New trial provides hope for incurable disease
The Alfred has launched a world-first clinical trial to investigate whether an existing medication can be used to treat people with Rett syndrome – a rare and catastrophic neurodevelopmental disease that currently has no cure.
ANAVEX®2-73 has previously been trialled to treat people with Alzheimer’s disease. The first Rett Syndrome patient received the first dose of the study medication at The Alfred on Thursday, 6 June.
Professor Terry O’Brien, Director of Neurology & Deputy Director of Research at Alfred Health, said this trial would provide hope for patients with Rett syndrome, where currently there is none.
“Rett syndrome is a devastating disease for patients and families, for which there are currently no treatments that improve the course of the disease. There is an urgent need for high quality, evidence-based treatments for Rett syndrome patients,” Professor O’Brien said.
“The Alfred is home to the only in patient neurology clinical trials ward in the country, where we are fortunate to offer patients the opportunity to participate in exciting new medical trials in the safety and comfort of a hospital ward setting, for which The Alfred Neurology Clinical Trials Unit is the ideal facility.”
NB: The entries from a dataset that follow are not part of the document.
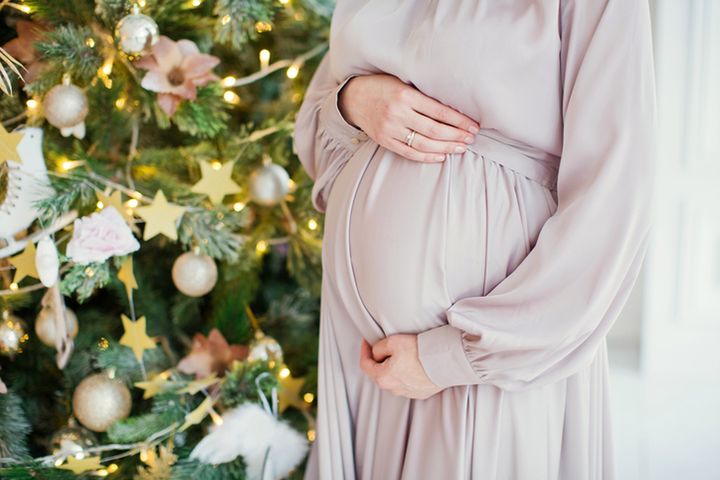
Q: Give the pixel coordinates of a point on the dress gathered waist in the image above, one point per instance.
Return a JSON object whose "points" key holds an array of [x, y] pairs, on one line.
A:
{"points": [[523, 160]]}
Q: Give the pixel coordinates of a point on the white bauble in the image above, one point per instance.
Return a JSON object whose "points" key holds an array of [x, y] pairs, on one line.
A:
{"points": [[269, 184], [45, 325], [66, 107], [136, 33], [27, 183], [99, 401], [47, 262], [194, 274]]}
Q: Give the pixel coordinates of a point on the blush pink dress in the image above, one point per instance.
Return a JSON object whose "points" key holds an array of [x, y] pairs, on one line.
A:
{"points": [[511, 261]]}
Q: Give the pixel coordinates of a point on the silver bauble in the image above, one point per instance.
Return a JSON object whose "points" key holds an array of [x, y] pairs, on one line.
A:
{"points": [[12, 334], [136, 33], [65, 105], [269, 184], [72, 441], [99, 401], [45, 325], [267, 349], [194, 274]]}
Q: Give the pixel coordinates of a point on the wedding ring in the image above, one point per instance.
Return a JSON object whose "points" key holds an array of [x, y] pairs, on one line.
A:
{"points": [[410, 137]]}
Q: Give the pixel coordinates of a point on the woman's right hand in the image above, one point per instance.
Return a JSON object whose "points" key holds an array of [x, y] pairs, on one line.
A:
{"points": [[386, 109]]}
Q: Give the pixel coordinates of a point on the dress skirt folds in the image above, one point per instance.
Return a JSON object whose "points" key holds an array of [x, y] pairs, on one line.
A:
{"points": [[510, 262]]}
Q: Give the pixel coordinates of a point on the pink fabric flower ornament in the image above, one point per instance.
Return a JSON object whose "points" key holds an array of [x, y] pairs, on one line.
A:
{"points": [[102, 235], [175, 70]]}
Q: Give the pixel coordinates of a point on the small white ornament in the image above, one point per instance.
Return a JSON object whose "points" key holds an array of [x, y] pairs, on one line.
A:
{"points": [[27, 183], [46, 330], [47, 262], [136, 33], [194, 273], [249, 430], [66, 107], [269, 184]]}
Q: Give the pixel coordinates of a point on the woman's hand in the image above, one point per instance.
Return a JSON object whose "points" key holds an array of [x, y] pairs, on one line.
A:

The study will enrol around 30 patients across The Alfred and The Royal Melbourne hospitals. Patients will receive a once-daily dose of oral liquid, to evaluate the efficacy of ANAVEX®2-73 medication for Rett syndrome.
Claude Buda, President of the Rett Syndrome Association of Australia, said this trial was “a milestone” in the treatment of Rett in Australia.
“The Australian Rett community is very excited to participate in this long awaited trial, which gives us hope for our children as well as helping to improve their quality of life,” Mr Buda said.
“This is only the second approved site worldwide which we hope will fast track the access of drugs for all patients in Australia.”
About Rett Syndrome
Rett syndrome is a rare, non-inherited genetic neurodevelopmental disorder that occurs almost exclusively in girls and leads to severe impairments. The syndrome affects nearly every aspect of the child’s life: their ability to speak, walk, eat and even breathe easily.
The hallmark of Rett syndrome is near constant repetitive hand movements while awake. It is characterized by normal early growth and development (6 to 18 months) followed by a slowing of development, loss of purposeful use of the hands, distinctive hand movements, slowed brain and head growth, problems with walking, seizures and intellectual disability.
There is currently no cure for Rett syndrome. Management of symptoms is done through a multidisciplinary approach utilizing medication for motor difficulties, breathing irregularities and control of seizures through anticonvulsant drugs. Rett syndrome is caused by mutations in the MECP2 gene and strikes all racial and ethnic groups and occurs worldwide in approximately one in every 10,000 to 15,000 live female births.